Pazarlama direktörü ile başlayalım. Ne de olsa, tüketiciye o hükmediyor diyebiliriz. Hatta “tüketici odaklı pazarlama anlayışı” ile yetişmişse, “bu onuru ondan çok kim hak eder” diye düşünebiliriz. Üstelik P&G, Lever, Diageo gibi uluslararası kurumların marka modelleri ile çalışmışsa, Marka Kültür Kodu’nu da oluşturacak bir modeli pazarlama bölümünün sahiplenmesini sağlayabilir. Bu da olunca, “artık marka bayrağını pazarlama direktöründen başka kimseye vermenin bir anlamı yoktur” diye düşünebiliriz.
İyi de, kurumun itibarının markalamaya olan etkisini de biliyoruz. Monolitik bir yapıda çalışsak da, markalı bir yapıda çalışsak da, itibar yönetimi markalama için aynı derecede önemli. O zaman “ne yapsak acaba, bayrağı kurumsal iletişim bölümü ve onun yöneticisine mi devretsek” diye düşünmeye başlamanın tam zamanıdır.

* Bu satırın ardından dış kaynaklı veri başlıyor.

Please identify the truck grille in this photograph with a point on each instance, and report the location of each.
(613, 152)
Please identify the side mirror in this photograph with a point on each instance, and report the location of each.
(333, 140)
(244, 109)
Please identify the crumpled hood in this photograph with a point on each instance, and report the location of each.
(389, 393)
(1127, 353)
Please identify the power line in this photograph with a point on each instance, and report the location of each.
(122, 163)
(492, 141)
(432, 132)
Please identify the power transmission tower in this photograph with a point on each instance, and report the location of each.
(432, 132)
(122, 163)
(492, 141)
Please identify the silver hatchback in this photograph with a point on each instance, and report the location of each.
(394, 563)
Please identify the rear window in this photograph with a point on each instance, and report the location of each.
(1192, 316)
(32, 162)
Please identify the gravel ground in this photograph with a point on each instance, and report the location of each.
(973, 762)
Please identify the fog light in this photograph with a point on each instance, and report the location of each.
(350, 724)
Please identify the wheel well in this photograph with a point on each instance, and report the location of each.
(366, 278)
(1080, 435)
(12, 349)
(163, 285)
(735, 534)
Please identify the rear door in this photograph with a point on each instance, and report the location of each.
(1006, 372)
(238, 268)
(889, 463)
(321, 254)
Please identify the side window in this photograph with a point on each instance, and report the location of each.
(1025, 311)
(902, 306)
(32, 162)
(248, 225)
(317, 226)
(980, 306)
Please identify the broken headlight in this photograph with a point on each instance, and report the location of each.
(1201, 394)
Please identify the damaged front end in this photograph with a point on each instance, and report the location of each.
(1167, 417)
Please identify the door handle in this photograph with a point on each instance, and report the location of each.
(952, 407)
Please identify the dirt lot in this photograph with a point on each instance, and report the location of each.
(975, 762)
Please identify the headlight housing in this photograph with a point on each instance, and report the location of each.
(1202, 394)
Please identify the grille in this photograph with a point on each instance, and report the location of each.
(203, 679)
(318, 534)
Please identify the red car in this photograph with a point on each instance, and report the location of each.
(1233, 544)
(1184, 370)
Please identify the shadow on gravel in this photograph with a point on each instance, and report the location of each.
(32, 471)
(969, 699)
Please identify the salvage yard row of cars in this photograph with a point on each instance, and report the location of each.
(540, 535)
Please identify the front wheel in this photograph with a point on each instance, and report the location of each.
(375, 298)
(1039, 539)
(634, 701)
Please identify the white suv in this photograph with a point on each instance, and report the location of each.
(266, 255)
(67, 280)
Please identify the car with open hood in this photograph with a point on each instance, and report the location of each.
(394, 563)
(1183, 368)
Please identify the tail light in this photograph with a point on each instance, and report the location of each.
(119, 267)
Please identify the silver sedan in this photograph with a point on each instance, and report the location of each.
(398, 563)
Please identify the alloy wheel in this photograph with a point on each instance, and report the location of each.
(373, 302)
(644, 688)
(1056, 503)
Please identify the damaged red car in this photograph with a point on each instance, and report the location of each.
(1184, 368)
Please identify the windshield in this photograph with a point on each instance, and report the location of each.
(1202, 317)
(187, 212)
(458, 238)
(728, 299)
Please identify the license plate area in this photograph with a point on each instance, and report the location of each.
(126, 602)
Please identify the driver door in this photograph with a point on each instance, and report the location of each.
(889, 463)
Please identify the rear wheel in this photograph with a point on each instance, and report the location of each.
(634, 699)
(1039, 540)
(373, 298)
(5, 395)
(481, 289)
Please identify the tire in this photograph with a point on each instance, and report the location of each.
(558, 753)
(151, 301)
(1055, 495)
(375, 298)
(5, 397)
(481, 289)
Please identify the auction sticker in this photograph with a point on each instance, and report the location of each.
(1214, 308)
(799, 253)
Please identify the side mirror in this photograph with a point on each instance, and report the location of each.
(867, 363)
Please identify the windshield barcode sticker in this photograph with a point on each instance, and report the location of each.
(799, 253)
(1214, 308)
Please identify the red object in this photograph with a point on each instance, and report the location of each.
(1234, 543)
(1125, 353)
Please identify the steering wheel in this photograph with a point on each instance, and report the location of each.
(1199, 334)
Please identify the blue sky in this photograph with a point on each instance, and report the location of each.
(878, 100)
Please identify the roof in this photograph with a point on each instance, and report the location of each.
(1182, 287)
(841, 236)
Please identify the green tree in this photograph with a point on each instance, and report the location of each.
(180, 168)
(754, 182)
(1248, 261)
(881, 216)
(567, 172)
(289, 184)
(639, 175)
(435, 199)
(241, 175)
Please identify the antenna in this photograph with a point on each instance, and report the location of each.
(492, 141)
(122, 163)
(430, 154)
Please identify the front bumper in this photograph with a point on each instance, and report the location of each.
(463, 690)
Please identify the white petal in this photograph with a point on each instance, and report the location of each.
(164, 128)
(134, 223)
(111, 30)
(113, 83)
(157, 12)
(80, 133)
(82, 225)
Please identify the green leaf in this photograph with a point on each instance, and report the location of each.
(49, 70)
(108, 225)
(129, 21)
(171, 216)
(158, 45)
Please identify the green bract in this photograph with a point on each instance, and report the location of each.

Lakin, öyle de yapsak, markalama adına doğruyu yapmış olmadığımızı bütün deneyimlerimiz bugüne dek göstermiştir. Pazarlama Direktörü ile Kurumsal İletişim Direktörü el ele tutuşsalar bile, patron ve hatta aile, markalama kültürünü aynı duygularla sahiplenmeden hiçbir şeyin hayata geçmesi mümkün değil. Bununla da bitmiyor. ARGE, üretim, lojistik, mağazacılık, insan kaynakları gibi kurumun pek çok bölümünün ruhuna işlemeli marka.
Dolayısıyla, kartvizitlere “marka yöneticisi” yazmakla işin yarısını çözmüş olmuyoruz. İş sadece marka yöneticisine kaldıysa, vay halimize!
Markalama adına olması gereken davranışı 2009 yılında yazdığım “Mücadele eden herkes için Strateji” adlı kitabımdan bir alıntı yaparak aktarayım… Sun Tzu’nun Savaş Sanatı’nda bahsettiği “Ch’ang Dağı Yılanı” gibi olmalıdır marka. Ch’ang Dağı Yılanı öyle bir yılandır ki, kafasına gelen bir saldırıyı kuyruğu, kuyruğuna gelen saldırıyı da kafası ile savar. Gövdesine yapılan saldırıya ise hem kafası hem de kuyruğu ile cevap verir. Bu yapısı ile Ch’ang Dağı Yılanı homojen yapıda bir yılandır. Ch’ang Dağı Yılanı’nın sırrı, bedeninin bütün unsurlarının birbirinden haberdar olması ve bir saldırı sırasında güçsüz kalan noktayı, vakit kaybetmeden güçlü yanlarıyla savunma dürtüsüdür. Böyle bir vücuda sahip olan kimse kolay kolay yenilmez ve özgüven içinde yaşar.
Bir kurumun markalama anlayışı da böyle olmalıdır.